Earning It.

     Hey! For whatever reason, I can't sleep tonight. Or most other nights, either. Whatever the reason is for my late insomniac awakening (get it?), I've had a lot of time to think. Think about life, my friends, my family, my aspirations. But lately I've been having a lot more late-night sessions where I think about my own psychology, how I think about things and why I think this way. And tonight, as I laid in bed with eyes glued to the ceiling, a line I wrote in another blog of mine came to mind: "I feel like I've earned this view."

    I thought to myself, why does this line feel so significant to me? The idea of earning the sunset at the end of each of my runs is clearly meaningful to me, but I can't shake the feeling that my satisfaction runs deeper than a surface level reward for my effort. Sure, it's a pretty view and I worked for it, but why does the idea of "earning it" make me feel so warm inside, warm to a point where I'm almost uncomfortably hot in my own skin? Am I only just now discovering what its like to accomplish "a hard day's work", even though I really only worked for less than an hour each day? No, I've earned things before. When I was in grade school, I strived to maintain a good report card (at least, while it lasted lol) but I would usually brush it off, because it was expected of me. When I would submit creative writing projects to a competition, or submit them for publishing, I'd feel some happiness at my success, but nothing like what I do now.

    As I've come into my own as a guy living on his own (not quite comfortable with calling myself an adult yet), I feel as if I have seen a new side to the world around me, specifically in the people that I've grown alongside. Coming from a very priveleged neighborhood and background, it was commonplace for people to have many nice things, and to take those things for granted. Hell, I would constantly take things for granted when I was younger, whether it be how lucky I was to have the parents and upbringing I had, or not realizing how lucky I was to have so many LEGOs to play with. But when you grow up, I think there's an expectation to realize how blind you were when you were younger, and find a new appreciation for what you've had in the past and what you have now. Yet some people don't. And this stubborn refusal to acknowledge and be grateful for one's life circumstances drives me a little crazy.
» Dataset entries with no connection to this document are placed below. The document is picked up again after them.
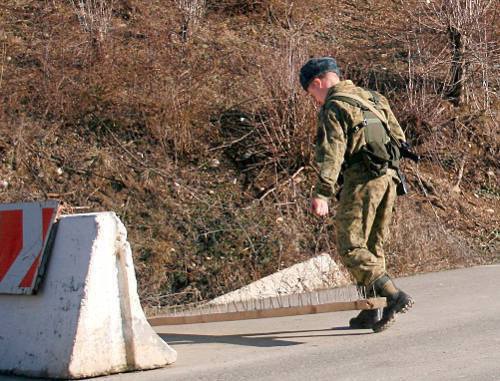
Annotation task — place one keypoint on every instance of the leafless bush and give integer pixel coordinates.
(94, 17)
(469, 48)
(192, 12)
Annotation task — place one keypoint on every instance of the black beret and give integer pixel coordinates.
(315, 67)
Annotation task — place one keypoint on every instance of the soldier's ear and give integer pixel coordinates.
(315, 84)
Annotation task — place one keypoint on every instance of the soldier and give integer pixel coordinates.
(357, 132)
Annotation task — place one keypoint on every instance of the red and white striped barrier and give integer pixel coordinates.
(86, 319)
(24, 232)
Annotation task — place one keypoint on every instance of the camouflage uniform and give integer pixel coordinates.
(366, 201)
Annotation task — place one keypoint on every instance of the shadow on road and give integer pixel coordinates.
(264, 339)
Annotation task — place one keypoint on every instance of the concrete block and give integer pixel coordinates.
(86, 319)
(314, 274)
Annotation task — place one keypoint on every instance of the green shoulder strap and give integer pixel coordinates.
(347, 96)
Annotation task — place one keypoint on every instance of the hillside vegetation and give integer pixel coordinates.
(186, 118)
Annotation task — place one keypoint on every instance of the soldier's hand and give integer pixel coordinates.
(319, 207)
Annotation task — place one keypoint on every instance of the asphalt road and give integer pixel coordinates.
(452, 333)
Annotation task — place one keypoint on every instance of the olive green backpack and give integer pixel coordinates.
(382, 147)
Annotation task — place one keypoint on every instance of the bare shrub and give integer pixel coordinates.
(94, 17)
(468, 47)
(192, 13)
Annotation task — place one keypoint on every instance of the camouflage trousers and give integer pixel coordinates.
(363, 217)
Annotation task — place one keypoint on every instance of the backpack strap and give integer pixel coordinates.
(357, 101)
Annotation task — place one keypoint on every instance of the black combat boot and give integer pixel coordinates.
(366, 318)
(397, 302)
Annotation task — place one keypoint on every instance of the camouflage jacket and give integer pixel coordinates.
(335, 141)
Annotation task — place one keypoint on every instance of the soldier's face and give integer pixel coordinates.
(318, 90)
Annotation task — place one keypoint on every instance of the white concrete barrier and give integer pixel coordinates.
(86, 319)
(314, 274)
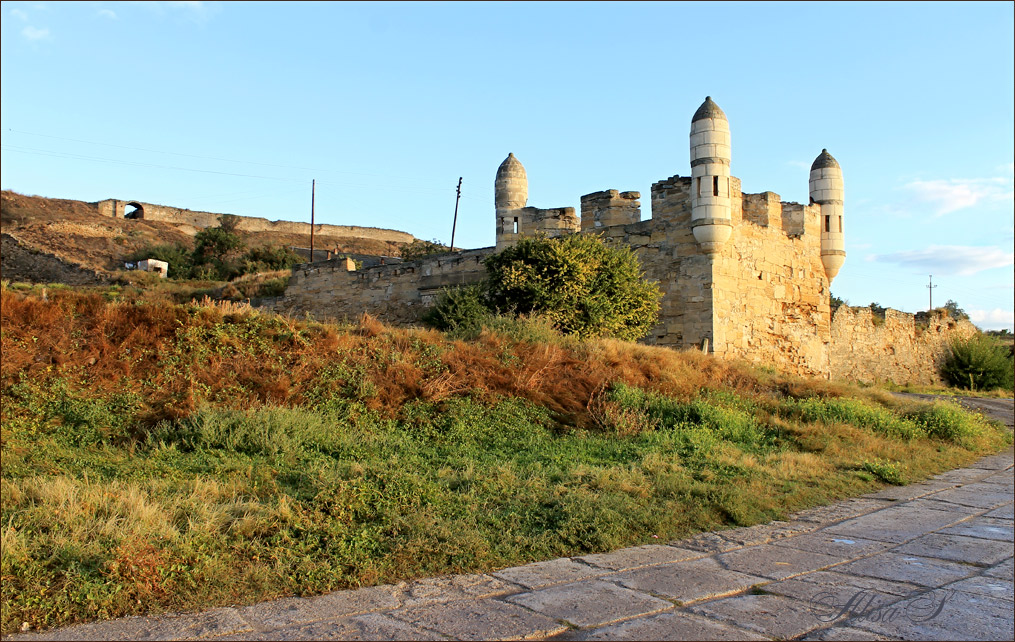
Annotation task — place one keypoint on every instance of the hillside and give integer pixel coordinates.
(161, 457)
(76, 233)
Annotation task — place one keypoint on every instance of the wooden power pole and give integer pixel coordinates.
(454, 223)
(313, 190)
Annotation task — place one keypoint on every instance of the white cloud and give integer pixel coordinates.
(960, 260)
(950, 195)
(996, 318)
(34, 33)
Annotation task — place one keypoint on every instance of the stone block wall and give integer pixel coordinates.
(869, 349)
(394, 293)
(605, 209)
(117, 209)
(770, 294)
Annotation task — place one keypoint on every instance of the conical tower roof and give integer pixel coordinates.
(511, 165)
(824, 159)
(708, 110)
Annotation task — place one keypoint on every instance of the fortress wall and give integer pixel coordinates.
(896, 349)
(770, 290)
(394, 293)
(116, 209)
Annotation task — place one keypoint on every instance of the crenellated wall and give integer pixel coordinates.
(901, 348)
(118, 209)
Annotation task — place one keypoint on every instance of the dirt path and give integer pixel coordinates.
(1001, 409)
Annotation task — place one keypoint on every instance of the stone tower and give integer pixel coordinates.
(711, 197)
(511, 192)
(826, 191)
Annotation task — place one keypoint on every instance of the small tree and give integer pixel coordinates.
(954, 310)
(979, 363)
(578, 282)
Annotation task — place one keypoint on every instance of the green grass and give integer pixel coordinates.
(117, 500)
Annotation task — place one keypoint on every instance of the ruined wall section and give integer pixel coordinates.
(669, 255)
(394, 293)
(117, 209)
(868, 349)
(770, 293)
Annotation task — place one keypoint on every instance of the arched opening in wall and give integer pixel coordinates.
(134, 210)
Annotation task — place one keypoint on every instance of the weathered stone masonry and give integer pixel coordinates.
(743, 275)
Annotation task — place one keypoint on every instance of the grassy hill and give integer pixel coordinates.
(74, 231)
(161, 456)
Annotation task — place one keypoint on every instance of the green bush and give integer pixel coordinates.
(579, 283)
(979, 363)
(461, 309)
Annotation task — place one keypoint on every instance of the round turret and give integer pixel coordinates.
(826, 192)
(511, 189)
(711, 195)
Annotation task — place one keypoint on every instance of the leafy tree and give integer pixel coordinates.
(578, 282)
(462, 308)
(954, 310)
(979, 362)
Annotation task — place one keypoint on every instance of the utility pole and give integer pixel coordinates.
(454, 224)
(313, 190)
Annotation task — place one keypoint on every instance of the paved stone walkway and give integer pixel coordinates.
(930, 561)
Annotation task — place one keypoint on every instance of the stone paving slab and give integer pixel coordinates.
(775, 562)
(591, 603)
(637, 557)
(688, 581)
(985, 527)
(480, 620)
(958, 549)
(830, 544)
(667, 626)
(547, 573)
(1003, 571)
(776, 616)
(895, 524)
(828, 587)
(908, 568)
(961, 617)
(985, 585)
(1002, 512)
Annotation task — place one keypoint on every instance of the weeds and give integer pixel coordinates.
(159, 456)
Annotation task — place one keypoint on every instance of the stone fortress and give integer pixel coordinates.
(743, 275)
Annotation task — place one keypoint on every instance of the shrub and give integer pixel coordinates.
(419, 248)
(458, 309)
(978, 363)
(579, 283)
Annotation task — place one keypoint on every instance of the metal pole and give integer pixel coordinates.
(455, 222)
(313, 190)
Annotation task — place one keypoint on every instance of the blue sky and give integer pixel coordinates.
(237, 107)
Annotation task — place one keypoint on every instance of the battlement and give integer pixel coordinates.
(608, 208)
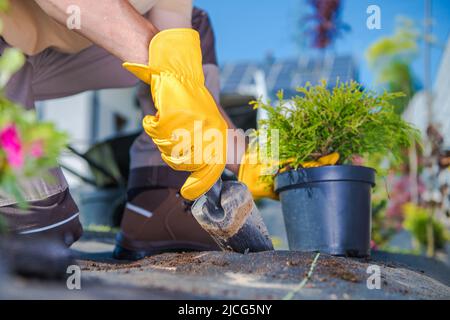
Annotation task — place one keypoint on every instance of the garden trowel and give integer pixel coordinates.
(228, 213)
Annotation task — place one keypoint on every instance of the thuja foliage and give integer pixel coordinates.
(345, 119)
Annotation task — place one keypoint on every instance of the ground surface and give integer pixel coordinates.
(219, 275)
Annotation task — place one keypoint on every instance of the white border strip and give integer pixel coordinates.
(51, 226)
(139, 210)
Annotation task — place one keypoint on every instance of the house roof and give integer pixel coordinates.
(287, 74)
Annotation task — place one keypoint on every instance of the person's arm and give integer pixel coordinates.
(111, 24)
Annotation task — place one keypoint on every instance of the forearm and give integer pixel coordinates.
(111, 24)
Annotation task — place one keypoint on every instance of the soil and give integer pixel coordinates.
(227, 275)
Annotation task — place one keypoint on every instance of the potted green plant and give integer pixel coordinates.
(326, 207)
(28, 147)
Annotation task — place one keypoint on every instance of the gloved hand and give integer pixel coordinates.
(250, 174)
(186, 109)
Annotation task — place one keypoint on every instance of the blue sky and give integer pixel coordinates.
(248, 29)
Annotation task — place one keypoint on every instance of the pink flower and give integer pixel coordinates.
(11, 143)
(37, 149)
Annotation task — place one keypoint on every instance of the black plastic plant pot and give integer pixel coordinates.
(328, 209)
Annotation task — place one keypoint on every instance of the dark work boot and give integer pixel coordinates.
(157, 219)
(55, 218)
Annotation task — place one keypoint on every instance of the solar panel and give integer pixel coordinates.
(290, 73)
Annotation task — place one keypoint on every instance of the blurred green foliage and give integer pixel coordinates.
(390, 58)
(345, 119)
(417, 220)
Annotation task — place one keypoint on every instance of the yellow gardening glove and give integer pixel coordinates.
(186, 110)
(250, 174)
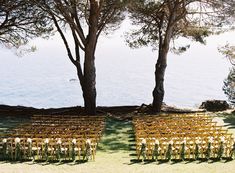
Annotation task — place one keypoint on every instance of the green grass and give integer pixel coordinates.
(116, 137)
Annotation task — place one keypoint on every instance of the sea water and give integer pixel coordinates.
(46, 78)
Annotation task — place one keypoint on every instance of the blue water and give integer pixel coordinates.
(124, 76)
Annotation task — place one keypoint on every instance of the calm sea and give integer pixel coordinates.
(46, 78)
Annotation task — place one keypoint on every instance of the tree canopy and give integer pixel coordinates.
(86, 20)
(159, 22)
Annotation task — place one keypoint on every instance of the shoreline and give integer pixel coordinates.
(117, 110)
    I think another big factor of my desire to "earn it" is pride. At the end of the day, it isn't enough for me to be well-off. I want the satisfaction of knowing that I deserve it. That it wasn't dumb luck and circumstance that got me to where I am, nor was it by piggybacking off the success and effort of another. My success has to be wholly mine, else it isn't mine to enjoy. I know that this isn't a completely achievable goal: I will always have had an edge thanks to the efforts of my parents in raising me and working in a new country on their own. And they have had the help of their families in raising them, educating them, and supporting them on their endeavors. What I mean to say is that in reality, it is impossible to be completely self-made. I am a mosaic of all who have touched my life in some way. But this knowledge still can't quench the fire within me to "earn it".

    So if it isn't pride, spite, or inexperience with earning something before, then what does drive my desire to "earn it?" I honestly don't know. If I did, then I probably wouldn't be lying awake at night thinking about it, right? It could be any reason, but at the end of the day I don't think it actually matters anyways. As long as I am determined to make my own success in life, who cares what it is that motivates me? If the steam engine chugs along its track, do you question the fuel you feed it? No. You simply continue on your path along the rails. 

    The thing I've realized about "earning it" is that the "it" isn't what really matters to me. I just need to earn, to work, and to deserve whatever it is I want. Because the destination isn't what makes the journey valuable. It's the satisfaction of going on the journey itself.